The filter parameters are assigned to the V variable using the function dspIIRFilter.Filter(V) through of the procedure “filtered output voltage”. The time can be defined by the user; thus, the time range (in the virtual instrument) of the filtered and non-filtered PCB output voltage signals can be modified. The minimum and maximum values of time range are 1 ms and 5 ms, respectively. The sampling time of the non-filtered output voltage signal is adjusted to 1 ms for each measured voltage. Next, this voltage is stored in a V variable of the virtual instrument.

The channel 0 of DAQ card is selected as analog output to send in real-time the filtered output voltage signals (VFiltered) multiply by amplification factor. Both filtered and non-filtered output voltage signals are plotted in the virtual instrument using two functions in Delphi Borland 7.net. In addition, these signals can be recorded in a personal computer and exported from the main window of the virtual instrument to a conventional spreadsheet.

The Figure 6 shows the experimental setup to obtain the MEMS sensor signal processing. This experimental setup includes the virtual instrument developed through Delphi Borland 7.net, as well as a PCB, a Helmholtz coil, a PCI-DAS6031 DAQ card, an Agilent 8904A multifunction synthesizer and a triple output dc power supply (Model 1672 BK Precision®, Yorba Linda, CA, USA). This power supply is used to supply the Helmholtz coil and the integrated circuits (IC) of the PCB. The Helmholtz coil is used to generate magnetic flux density, which is applied to the MEMS sensor. For this, the PCB of the MEMS sensor is located inside a temperature chamber (Russells Technical Products®, Holland, MI, USA). This chamber is used to keep a constant temperature (25 °C) during the measurements of the prototype output signal in voltage mode. This experimental setup is implemented to obtain the response of the semi-portable prototype output signal (voltage mode) with respect to the applied magnetic flux density.
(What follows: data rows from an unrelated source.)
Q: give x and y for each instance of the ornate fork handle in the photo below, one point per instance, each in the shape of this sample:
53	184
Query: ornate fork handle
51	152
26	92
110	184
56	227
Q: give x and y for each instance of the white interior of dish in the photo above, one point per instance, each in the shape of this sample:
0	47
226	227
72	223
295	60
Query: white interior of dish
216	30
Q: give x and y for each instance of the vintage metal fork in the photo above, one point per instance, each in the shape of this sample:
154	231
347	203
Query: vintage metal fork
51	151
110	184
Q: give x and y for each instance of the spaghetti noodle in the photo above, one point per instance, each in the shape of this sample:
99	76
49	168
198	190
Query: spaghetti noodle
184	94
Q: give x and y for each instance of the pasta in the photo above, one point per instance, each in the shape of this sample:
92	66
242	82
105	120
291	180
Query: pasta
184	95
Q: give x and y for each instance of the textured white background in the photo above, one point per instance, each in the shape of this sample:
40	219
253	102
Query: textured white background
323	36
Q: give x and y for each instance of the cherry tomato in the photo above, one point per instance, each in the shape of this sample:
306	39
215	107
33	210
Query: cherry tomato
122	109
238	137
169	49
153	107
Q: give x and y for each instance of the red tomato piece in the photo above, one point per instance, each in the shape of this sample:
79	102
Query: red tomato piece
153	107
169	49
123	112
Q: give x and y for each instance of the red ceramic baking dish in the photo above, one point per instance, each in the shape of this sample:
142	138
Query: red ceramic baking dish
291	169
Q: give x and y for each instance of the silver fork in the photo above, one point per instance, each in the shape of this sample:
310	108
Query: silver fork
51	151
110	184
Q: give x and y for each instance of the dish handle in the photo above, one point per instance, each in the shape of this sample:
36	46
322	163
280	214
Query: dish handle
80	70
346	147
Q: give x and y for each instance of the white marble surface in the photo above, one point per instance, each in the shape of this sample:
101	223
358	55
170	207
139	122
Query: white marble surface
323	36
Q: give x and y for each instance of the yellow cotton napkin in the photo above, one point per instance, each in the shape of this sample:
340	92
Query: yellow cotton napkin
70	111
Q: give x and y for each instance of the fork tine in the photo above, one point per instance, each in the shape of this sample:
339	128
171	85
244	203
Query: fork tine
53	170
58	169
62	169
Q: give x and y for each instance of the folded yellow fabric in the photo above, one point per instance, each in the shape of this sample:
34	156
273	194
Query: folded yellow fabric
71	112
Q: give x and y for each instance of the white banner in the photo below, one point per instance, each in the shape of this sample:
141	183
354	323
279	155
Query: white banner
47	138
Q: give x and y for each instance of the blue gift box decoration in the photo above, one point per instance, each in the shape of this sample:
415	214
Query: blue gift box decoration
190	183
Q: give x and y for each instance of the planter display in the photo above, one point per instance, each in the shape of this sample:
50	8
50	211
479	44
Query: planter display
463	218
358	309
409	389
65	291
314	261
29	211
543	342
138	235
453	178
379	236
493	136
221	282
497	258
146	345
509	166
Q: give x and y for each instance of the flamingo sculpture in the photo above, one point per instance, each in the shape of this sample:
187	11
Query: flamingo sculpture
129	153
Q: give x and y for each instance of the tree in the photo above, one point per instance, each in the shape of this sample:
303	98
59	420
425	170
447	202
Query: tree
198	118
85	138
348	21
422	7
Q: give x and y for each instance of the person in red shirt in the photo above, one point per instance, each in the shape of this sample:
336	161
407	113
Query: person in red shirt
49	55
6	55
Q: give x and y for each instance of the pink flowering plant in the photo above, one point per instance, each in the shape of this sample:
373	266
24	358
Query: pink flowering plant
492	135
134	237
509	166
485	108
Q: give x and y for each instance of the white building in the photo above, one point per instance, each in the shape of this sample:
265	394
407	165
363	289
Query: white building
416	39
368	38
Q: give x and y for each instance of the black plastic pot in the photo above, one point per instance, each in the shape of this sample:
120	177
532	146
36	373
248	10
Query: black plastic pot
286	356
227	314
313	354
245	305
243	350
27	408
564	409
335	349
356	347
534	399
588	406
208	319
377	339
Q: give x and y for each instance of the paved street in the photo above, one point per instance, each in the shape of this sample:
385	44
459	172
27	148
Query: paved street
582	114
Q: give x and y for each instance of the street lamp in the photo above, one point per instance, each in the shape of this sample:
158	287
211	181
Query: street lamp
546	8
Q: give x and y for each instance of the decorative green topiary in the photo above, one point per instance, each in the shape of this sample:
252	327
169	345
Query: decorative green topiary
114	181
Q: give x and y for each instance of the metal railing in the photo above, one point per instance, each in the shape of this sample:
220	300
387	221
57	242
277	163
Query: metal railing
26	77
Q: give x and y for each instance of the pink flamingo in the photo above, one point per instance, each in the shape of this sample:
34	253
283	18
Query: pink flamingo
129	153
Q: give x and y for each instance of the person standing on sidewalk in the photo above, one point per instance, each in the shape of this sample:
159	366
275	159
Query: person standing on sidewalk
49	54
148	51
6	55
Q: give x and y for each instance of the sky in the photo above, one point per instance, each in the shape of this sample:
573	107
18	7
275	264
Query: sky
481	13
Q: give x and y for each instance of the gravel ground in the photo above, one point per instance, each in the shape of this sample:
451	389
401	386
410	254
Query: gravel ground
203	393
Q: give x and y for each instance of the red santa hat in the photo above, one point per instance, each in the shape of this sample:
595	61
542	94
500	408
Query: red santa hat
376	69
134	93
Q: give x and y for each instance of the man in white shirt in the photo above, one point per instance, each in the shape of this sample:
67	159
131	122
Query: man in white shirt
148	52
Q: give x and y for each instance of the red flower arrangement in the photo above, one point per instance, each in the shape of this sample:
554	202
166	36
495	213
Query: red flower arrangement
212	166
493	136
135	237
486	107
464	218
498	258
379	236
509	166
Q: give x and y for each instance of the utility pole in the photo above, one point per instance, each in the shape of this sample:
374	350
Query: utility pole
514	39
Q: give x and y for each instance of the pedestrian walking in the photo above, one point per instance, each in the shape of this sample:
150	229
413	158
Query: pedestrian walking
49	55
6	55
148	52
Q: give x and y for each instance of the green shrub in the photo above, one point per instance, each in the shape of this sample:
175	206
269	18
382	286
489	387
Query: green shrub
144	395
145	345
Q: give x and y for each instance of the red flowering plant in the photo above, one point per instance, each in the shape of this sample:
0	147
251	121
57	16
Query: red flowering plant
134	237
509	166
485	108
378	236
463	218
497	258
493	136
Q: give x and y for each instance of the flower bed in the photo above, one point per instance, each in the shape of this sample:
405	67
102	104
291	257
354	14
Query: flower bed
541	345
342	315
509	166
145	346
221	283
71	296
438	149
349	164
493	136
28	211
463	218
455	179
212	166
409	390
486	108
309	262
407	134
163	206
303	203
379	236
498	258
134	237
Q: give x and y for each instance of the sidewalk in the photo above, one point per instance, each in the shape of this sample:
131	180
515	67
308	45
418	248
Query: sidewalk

Next, a test of the filtered PCB output voltage of the MEMS sensor was made using the digital signal processing. For this, first a Helmholtz coil (Figure 4) was characterized to generate the magnetic flux density in nanotesla range. This coil was supplied with a direct current (dc) voltage range from −1 to +1 V with increments of 10 mV and the magnetic flux density was measured using a digital signal processing of a 475 DSP Gaussmeter (LakeShore®, Westerville, OH, USA). Next, the MEMS sensor was placed at the center of the Helmholtz coil and the filtered PCB output voltage was obtained using the designed virtual instrument. This PCB output voltage has an offset of 27 mV (amplified 1,000 times), which was subtracted to only obtain the increment of the PCB output voltage of the MEMS sensor caused by a magnetic flux density (see Figure 7). With our digital signal processing, the electronic noise of the non-filtered PCB output voltage was significantly decreased. It allowed the detection of magnetic flux density on the nanotesla range from −4,000 to +4,000 nT.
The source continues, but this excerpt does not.